Wczorajszego wieczoru, po raz kolejny w ciągu ubiegłych paru lat nasze miasto odwiedził ostatni wokalista legendarnego GENESIS – Ray Wilson z muzykami z jego projektu GENESIS CLASSIC. 2,5 godzinny (!!!) koncert na pewno zostanie w pamięci i sercach zgromadzonej publiczności – była to cudowna podróż przez największe hity grupy przeplatane utworami z solowych płyt Szkota zakochanego w Polce i Polsce.
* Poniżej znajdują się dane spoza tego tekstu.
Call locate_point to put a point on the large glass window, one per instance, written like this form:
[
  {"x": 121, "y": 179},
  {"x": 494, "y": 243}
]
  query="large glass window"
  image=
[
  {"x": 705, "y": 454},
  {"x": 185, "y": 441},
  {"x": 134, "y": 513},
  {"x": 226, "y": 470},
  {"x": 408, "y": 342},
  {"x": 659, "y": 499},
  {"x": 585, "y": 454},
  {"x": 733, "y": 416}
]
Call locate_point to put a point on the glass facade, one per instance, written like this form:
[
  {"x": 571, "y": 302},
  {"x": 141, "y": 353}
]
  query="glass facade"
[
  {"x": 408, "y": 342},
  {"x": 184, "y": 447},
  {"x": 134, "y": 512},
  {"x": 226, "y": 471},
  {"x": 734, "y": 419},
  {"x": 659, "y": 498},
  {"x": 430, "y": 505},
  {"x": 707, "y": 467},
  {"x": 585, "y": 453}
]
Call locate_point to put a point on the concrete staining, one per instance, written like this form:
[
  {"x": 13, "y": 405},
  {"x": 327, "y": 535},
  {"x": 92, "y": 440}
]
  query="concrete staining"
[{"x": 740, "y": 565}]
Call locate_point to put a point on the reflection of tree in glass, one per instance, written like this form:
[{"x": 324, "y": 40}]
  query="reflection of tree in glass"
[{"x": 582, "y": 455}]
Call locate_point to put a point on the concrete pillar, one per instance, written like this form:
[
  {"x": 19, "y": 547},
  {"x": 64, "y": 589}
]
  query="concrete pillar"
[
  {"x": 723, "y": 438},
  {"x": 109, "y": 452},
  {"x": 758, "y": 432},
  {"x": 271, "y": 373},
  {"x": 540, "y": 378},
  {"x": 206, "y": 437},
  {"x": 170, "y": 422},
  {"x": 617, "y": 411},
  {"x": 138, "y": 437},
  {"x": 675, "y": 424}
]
Parę minut po 18 na scenie pojawił się Ray wraz muzykami – na gitarze wspomaga go brat Steve, na fortepianie z boku sceny Dariusz Tarczewski , z tyłu w zachwycających czerwonych sukienkach 2 skrzypaczki : Alicja Chrząszcz i Barbara Szelagiewicz a obok nich Marcin Kajper grający na przemian na saksofonie, flecie i basie. Zaczęli od Follow You Follow Me, następnie Another Day In Paradise – wielki przebój Phila Collinsa. Kolejne były Goodbye Baby Blue, Carpet Crawlers, Another Cup of Coffee, Change z pierwszej solowej płyty artysty. Sala poderwała się do oklasków w Jesus He Knows Me, później było trochę country w The Airport Song, solo na saksofonie pod koniec That's All, instrumentalny utwór w klimacie swingu ( za który to Ray żartobliwie przeprosił ), Tale From A Small Town ( kolejny solowy utwór ). Ripples rozpoczął najbardziej nastrojową część tego koncertu, po nim usłyszeliśmy liryczny duet skrzypiec i fortepianu a potem duet skrzypcowy podczas których muzycy dają nam próbkę swoich niezwykłych umiejętności.
 
Inside – utwór od którego zaczęła się wielka kariera Raya, dalej mamy Invisible Touch i małe zaskoczenie, ale bardzo na plus  - Against All Odds , tylko na fortepianie i zaśpiewane przez Dariusza. Biko – na tym utworze zawsze mam ciarki na plecach – tak było i tym razem – ten GŁOS !!! Solsbury Hill , krótka przerwa ale wiadomo – będą bisy : Not About Us, Shipwrecked ( oba z ostatniej płyty Genesis na której to właśnie Ray był wokalistą ) i na samo zakończenie tego pięknego wieczoru Mama okraszone światłami o barwie rubinów.
 
Wszystkie utwory zaprezentowano w aranżacjach na skrzypce i fortepian, a przeplatano je krótkimi, często zabawnymi historyjkami z życia Raya i jego brata oraz muzyków współpracujących z nimi przez ostatnie lata. Koncert w Hali Opery, ze względu na swoją obszerną zawartość i miejsce prezentacji muzyki - zdecydowanie wart był zobaczenia. 
Po koncercie w foyer zebrał się spory tłum, wszyscy oczekiwali na pojawienie się Raya. Nie minęło 10 minut i pojawili się bracia Wilson - każdy ze zgromadzonych fanów mógł dostać autograf czy też zrobić sobie pamiątkowe zdjęcie z artystami, kolejka była naprawdę długa ale nikt nie odszedł z kwitkiem.